I’m a giant bookworm. Have been since I arrived at kindergarten knowing how to read, without anyone knowing how I learned since no one actively taught me. In Montessori preschool, we were free to learn whatever we wanted, with multiple kind, approachable teachers there to help, so that’s probably where it happened. I don’t remember my parents reading to me much, if ever, but they were always reading, so it makes sense that we kids modeled that behavior. My whole family reads, though I don’t know if any of them took it to the level of near-obsession that I have at times.

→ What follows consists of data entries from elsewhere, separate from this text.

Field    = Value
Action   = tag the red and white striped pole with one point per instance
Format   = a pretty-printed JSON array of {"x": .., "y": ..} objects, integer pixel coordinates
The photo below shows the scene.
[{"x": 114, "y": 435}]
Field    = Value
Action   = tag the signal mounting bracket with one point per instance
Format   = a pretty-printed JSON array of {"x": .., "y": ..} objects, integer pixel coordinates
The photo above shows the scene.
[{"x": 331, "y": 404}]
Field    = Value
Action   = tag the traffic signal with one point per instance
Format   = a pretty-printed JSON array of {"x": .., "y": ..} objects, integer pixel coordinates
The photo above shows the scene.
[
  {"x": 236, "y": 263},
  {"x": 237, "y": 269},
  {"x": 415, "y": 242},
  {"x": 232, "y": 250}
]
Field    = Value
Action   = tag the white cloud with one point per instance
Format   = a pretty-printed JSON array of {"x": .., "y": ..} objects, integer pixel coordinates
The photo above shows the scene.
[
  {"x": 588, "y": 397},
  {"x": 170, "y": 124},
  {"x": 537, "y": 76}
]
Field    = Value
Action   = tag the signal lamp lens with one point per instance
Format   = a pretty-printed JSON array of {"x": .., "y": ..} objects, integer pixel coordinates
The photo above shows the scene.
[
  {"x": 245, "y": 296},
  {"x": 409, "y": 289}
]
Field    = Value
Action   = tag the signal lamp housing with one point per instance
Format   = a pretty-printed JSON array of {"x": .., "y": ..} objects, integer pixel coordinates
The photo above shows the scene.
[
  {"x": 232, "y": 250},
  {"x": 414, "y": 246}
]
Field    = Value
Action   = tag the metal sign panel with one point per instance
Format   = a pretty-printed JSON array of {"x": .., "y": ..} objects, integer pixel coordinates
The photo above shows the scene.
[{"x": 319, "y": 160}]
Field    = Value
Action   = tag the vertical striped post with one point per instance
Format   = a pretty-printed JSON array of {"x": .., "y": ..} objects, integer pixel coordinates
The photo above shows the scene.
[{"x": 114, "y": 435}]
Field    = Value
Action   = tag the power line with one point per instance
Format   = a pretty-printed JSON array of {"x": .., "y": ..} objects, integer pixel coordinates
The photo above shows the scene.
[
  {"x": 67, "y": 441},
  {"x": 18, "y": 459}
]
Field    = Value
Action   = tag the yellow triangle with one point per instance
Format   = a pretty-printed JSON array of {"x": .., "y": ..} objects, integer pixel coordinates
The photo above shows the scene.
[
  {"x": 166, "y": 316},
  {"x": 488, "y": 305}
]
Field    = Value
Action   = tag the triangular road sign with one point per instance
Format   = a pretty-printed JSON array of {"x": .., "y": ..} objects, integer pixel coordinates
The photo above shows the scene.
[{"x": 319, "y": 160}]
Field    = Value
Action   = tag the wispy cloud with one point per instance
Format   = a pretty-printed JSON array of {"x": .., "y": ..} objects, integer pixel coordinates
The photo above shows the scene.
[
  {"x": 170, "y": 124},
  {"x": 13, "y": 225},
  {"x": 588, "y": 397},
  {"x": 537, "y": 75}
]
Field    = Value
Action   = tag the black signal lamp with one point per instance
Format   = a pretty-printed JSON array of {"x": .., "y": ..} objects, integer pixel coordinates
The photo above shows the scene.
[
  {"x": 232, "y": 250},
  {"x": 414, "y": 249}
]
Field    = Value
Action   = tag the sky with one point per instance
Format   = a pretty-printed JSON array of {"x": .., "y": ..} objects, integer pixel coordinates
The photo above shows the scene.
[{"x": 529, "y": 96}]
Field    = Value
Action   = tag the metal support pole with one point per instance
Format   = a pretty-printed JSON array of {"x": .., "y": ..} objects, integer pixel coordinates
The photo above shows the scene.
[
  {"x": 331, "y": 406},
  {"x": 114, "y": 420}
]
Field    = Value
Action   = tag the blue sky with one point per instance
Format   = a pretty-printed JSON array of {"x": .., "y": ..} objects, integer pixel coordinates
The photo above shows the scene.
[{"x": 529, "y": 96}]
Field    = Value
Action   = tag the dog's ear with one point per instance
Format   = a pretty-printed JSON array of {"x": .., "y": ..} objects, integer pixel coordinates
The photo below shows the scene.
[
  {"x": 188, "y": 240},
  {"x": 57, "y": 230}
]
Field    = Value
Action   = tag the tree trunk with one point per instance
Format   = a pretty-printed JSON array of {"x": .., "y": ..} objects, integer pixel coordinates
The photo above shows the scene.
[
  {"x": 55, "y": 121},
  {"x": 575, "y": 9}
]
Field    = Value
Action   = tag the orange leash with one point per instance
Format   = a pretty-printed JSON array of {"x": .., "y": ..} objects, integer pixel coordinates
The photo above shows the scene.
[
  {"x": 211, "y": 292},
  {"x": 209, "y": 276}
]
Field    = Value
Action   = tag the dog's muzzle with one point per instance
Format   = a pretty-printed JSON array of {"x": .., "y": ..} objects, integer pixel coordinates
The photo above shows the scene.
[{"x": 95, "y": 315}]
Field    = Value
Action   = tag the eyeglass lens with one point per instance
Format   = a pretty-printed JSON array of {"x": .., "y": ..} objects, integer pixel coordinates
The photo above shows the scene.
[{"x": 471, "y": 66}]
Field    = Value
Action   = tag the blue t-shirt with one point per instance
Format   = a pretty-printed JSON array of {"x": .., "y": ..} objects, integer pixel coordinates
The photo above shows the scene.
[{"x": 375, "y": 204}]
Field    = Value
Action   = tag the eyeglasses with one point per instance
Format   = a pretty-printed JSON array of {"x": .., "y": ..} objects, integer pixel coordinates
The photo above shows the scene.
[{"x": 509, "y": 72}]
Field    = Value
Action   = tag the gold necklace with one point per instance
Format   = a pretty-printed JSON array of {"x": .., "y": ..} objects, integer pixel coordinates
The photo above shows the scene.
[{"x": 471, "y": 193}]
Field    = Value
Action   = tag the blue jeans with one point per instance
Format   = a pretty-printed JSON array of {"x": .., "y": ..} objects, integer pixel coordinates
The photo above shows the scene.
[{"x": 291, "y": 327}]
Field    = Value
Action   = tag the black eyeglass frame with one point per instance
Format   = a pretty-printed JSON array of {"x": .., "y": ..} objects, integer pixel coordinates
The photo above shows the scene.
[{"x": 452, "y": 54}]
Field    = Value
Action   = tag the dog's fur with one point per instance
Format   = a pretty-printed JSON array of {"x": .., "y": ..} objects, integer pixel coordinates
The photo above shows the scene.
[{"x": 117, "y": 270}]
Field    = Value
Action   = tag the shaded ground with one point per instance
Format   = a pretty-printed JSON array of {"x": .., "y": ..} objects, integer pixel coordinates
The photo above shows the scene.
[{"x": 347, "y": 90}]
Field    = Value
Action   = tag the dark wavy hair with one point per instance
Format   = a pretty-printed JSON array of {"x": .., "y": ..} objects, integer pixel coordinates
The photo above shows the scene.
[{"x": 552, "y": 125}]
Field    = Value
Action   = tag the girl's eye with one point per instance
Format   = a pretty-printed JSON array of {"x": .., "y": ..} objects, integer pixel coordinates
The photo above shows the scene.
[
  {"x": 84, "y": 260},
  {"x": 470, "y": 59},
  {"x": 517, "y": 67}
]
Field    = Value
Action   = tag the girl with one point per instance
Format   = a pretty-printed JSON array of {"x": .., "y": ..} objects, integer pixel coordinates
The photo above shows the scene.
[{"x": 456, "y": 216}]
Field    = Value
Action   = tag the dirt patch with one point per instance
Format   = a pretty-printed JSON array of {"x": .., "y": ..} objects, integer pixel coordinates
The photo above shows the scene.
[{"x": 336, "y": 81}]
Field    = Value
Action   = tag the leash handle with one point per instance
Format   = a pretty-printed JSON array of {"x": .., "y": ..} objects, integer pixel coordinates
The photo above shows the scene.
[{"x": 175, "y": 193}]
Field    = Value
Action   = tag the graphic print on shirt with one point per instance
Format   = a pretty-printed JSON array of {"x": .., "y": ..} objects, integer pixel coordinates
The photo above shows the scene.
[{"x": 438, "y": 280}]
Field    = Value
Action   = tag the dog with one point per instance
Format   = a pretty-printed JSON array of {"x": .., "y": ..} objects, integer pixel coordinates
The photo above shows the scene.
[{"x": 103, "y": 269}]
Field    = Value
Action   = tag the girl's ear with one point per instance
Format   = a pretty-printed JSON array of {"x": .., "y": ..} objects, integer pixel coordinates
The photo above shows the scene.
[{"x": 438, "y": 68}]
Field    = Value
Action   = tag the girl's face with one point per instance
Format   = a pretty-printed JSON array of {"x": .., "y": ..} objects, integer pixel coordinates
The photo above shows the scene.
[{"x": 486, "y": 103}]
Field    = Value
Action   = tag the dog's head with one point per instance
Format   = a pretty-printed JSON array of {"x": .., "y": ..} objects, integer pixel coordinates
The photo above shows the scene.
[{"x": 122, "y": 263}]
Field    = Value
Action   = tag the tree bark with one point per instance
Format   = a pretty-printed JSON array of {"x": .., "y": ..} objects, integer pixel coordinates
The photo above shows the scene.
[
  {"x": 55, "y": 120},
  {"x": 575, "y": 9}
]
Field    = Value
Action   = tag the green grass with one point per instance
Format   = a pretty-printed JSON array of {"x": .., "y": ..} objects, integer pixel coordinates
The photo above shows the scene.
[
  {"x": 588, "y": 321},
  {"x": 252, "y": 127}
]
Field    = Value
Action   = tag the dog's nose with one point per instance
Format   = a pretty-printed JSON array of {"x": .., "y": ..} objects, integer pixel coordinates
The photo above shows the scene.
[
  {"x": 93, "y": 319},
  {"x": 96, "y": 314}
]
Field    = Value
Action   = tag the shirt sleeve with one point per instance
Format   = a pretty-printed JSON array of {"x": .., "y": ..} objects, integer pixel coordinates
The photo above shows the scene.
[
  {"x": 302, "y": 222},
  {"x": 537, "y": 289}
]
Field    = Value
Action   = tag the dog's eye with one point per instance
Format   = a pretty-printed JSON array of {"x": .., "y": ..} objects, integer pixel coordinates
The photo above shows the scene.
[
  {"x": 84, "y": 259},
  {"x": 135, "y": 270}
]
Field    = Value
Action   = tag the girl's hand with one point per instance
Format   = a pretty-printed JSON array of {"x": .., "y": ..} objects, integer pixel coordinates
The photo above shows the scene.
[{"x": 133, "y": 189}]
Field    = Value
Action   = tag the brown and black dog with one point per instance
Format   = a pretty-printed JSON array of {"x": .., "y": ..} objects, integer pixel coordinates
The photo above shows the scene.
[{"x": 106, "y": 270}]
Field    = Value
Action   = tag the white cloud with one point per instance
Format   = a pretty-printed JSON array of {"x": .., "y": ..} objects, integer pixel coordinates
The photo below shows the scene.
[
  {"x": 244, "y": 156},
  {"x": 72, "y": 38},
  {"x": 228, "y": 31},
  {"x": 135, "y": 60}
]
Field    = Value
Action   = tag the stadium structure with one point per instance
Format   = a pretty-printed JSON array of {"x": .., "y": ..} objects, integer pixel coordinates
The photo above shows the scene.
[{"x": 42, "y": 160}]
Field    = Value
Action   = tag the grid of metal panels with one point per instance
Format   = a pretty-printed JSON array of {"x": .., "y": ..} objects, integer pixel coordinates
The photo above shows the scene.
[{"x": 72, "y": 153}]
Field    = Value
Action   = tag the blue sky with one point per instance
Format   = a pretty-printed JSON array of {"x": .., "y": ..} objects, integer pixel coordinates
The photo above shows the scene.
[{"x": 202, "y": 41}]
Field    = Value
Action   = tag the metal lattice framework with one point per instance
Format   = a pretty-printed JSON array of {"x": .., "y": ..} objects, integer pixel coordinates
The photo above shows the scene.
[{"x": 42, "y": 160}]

I did the math, and, estimating that I’ve averaged two books a week since I was ten years old, which is about when I started reading at an adult level, I’ve read over 4,000 books. When I’m busy or reading something long and dense it’s less than that, and of course I’ve read many favorites multiple times. But at times it’s been closer to a book a day, occasionally slightly more. So I figure it balances out.
I really love to write and talk about books, but I want to go well beyond book reviews. Who gives a shit what I think about their favorite book, or the one they thought was crap, or the one they thought they were supposed to like but secretly didn’t? And I don’t have enough sway at this point for my praise to put food on my favorite authors’ tables (though some of them could probably use it). So what do I want to say?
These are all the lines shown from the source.